Linking up activities horizontally and reinventing key business processes -- i.e., re-engineering -- is quite another. Even revolutionary, as the gurus claim.
But it ain't the main game, at least as the game is usually played. Like TQM, re-engineering is mostly internally focused -- i.e., streamlining.
It's another necessary, but far from sufficient, weapon in themanagement arsenal for the '90s.
No. 4. Leveraging knowledge. Brains are in; heavy lifting is out. Thence the development of knowledge is close to job one for corporations.
Maybe one in 10 (and I'm being generous) companies gets it. Of those, only one in 10 is doing it right. The issue of the use of ## technology is 5 percent bits and bytes (a spiffy e-mail system that spans continents), 95 percent psychology and sociology (an organization that dotes on sharing information rather than hoarding it).
No. 3. The curious, cannibalistic corporation. In an increasingly crowded global marketplace, innovation is the sine qua non of success. Corporations desperately need an appetite for adventure, a passion for bold leaps into the unknown.
That means hiring the adventurous and the bold, even when they break a lot of china, and shoving an exciting new product onto the market, even if it gores your current cash cow. It means cherishing your failures. And it may mean chopping your company into firewood before the competition does: To keep his Taiwan-based computer company fresh, Acer boss Stan Shih will break it into 21 bits, then sell off majority shares of each piece to local nationals. Bravo!
No. 2. The virtual organization. It's the real thing, the umbrella that captures entirely new ways for people to work together across time and space.
The virtual corporation is the successful executive who brags about having not visited his own headquarters in the last five years. It's "big" companies, booking billions of bucks in revenue, with, literally, a handful of full-time employees. Mostly, it's the idea that to own resources is a mistake -- to succeed you need, instead, instant access to the best resources from wherever, whenever, to get the job, any job, done.
No. 1. Trust.
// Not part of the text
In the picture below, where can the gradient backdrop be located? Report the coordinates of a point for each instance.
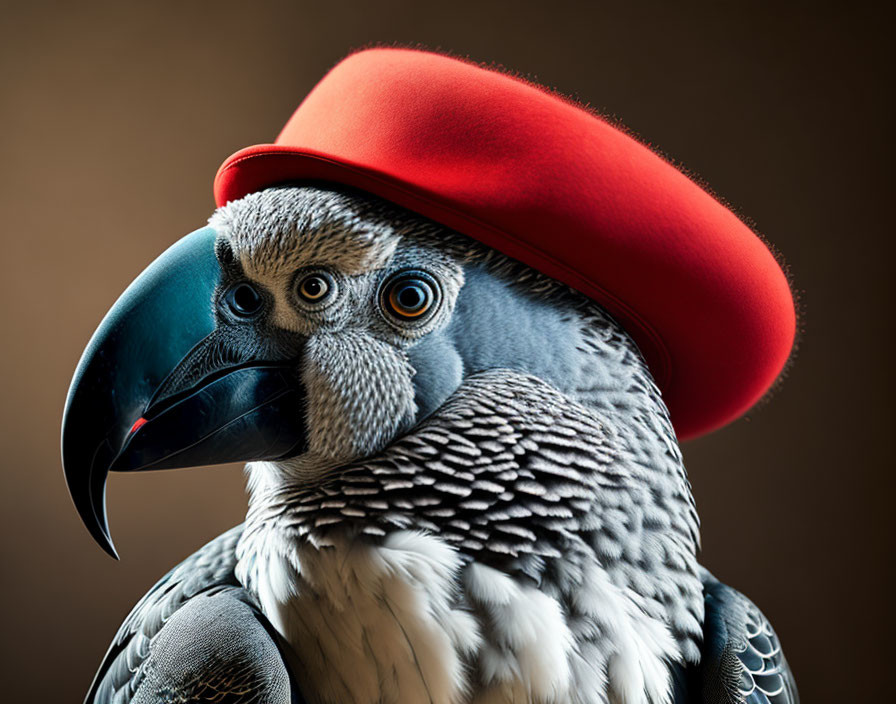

My latest book ("The Tom Peters Seminar: Crazy Times Call for Crazy Organizations") included, heaven forbid, pictures -- e.g., Virginia Azuelo, a Ritz-Carlton Hotel housekeeper. My use of photos prompted one of re-engineering's most visible advocates to ask a friend of mine, "Why in the world did he do that?"
I did it because all this highfalutin management "stuff" boils downto -- surprise! -- the folks who actually do the work. Ad copywriters, movie cameramen, nurses, technicians, teachers. And hotel housekeepers.
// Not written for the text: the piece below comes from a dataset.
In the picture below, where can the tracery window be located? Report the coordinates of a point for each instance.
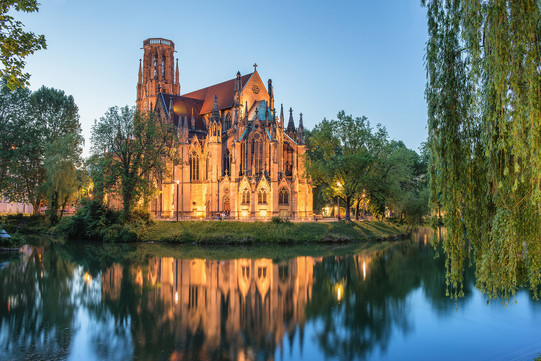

"People," "they," "them" always have been "our most important asset" (as so many annual reports mindlessly proclaim). But now they are more than "most important," if that's possible.
Hierarchies are collapsing. We are asking the average Mary or Mike to take on extraordinary responsibilities. He or she may be on the payroll or, at least as likely, an independent contractor. In any event, the hyperfast-moving, hyperwired-up "organization" will rise or fall on the trust the remaining cadre of managers places in those on the front line.
In short, trust is the key to the other five transforming ideas. We get so caught up in TQM, re-engineering, knowledge-management programs, virtual organizations and innovation schemes that, as always, we end up shortchanging that one person who actually makes it all happen.
Back to Virginia Azuelo. The Ritz-Carlton, 1992 winner of the Malcolm Baldrige National Quality award, has given Azuelo enormous autonomy to serve her guests as she sees fit. (For example, she can spend up to $2,000, on her own, to solve a customer problem.) While Ritz-Carlton may be a star practitioner of everything enumerated in this column, its success still comes down to Virginia Azuelo. Why did I put her picture in my book? Because, for crying out loud, she's the star of the new economy!